About this document#


Sources for this document are hosted on GitLab in the repository extending-lilypond/extending-lilypond.gitlab.io.

If you wish to report an error or suggest an improvement, please either open an issue on GitLab or contact me directly. You can also use the “Edit this page” button in the right sidebar, which should take you to an easy-to-use interface for proposing simple changes.


Sources are in MyST Markdown and rendered with Sphinx.

You need Python and Hatch. Other dependencies are taken care of automatically by Hatch. To build the guide, run the command hatch run build en. Then open public/en/index.html in your browser to view the result.

The guide contains LilyPond snippets. The previous command will not compile these (to keep the build fast). If you want to compile them, you need to run hatch run lilypond en.


Translations are done in PO files, which associate a paragraph of English text with a translated paragraph. There are currently three translations, one into French, and one into German which is a work-in-progress. You are welcome to add more languages (but accept this friendly tip: do this if you have a good understanding of this document in the first place).

In the following, replace LANG with the language code of your language (e.g., fr, de, etc.).

Before you start working on the translation, run

$ hatch run update LANG

to bring the PO files up to date with the current English text. This adds, removes and obsoletes entries from the PO files.

To view the translation work remaining, use

$ hatch run todo LANG

To build the documentation in your language, run

$ hatch run build LANG

and open public/LANG/index.html.

The outputs of LilyPond snippets are shared between languages, so if you have run hatch run lilypond en, snippets that you have not changed in the translation will have images. However, if you translated some snippets, you also need to run hatch run lilypond LANG in order to compile the translated snippets.

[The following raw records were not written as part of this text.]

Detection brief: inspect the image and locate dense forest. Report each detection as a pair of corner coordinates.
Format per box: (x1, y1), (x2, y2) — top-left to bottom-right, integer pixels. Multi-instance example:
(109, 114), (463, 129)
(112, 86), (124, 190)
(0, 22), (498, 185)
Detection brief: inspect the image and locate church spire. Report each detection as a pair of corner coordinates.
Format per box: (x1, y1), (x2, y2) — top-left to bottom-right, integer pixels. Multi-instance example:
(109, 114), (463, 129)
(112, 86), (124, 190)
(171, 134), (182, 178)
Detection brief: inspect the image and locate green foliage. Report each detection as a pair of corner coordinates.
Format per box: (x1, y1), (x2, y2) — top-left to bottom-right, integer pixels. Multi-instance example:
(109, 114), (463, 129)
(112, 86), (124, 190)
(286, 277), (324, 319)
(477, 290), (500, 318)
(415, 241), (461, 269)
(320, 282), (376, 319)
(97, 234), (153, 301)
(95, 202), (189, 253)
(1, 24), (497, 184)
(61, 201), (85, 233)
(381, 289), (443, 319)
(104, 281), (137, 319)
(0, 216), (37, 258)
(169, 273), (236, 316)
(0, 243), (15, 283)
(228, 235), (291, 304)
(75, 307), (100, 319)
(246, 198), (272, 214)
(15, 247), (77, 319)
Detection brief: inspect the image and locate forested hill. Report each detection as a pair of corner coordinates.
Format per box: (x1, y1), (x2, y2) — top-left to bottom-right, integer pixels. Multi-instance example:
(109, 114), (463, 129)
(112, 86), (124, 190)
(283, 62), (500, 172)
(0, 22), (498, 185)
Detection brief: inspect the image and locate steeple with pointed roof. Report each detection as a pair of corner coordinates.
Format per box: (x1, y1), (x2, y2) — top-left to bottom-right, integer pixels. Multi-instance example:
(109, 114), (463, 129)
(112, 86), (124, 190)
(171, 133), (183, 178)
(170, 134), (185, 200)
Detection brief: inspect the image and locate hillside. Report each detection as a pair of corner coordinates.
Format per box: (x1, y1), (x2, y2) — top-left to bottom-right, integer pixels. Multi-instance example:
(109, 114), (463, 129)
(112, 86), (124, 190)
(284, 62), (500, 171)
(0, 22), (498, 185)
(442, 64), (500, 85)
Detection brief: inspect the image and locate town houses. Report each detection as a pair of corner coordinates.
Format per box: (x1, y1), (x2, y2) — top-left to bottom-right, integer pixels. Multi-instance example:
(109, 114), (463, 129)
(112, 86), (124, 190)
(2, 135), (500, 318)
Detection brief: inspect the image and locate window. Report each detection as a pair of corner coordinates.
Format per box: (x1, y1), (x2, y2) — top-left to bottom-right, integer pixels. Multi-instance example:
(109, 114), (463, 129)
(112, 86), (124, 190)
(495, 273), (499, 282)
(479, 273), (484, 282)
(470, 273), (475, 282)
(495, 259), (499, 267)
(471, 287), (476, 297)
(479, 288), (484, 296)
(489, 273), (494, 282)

To add a new translation, first add the language name (i.e., LANG) at the bottom of the file LINGUAS. Afterwards, running hatch run update LANG for the first time will create a folder LANG/ where you will find the PO files to translate.

Code blocks are also registered in PO files and can be translated if you wish. Parts you may want to translate include comments and variable names. This is especially true in the Scheme tutorial. The extending guide, on the other hand, has a few somewhat bulky code examples; it’s not recommended to translate those, since updating them afterwards will be cumbersome. In those cases, you can just set the translation to the original. (You can also leave the translation empty, in which case the original is used as well, but it is preferable to copy the original as the translation, as this allows the entry not to be taken into account in hatch run todo LANG.)

You can also reformat .po files. It is recommended to do this before committing so that future updates will not reformat the parts you’ve already translated.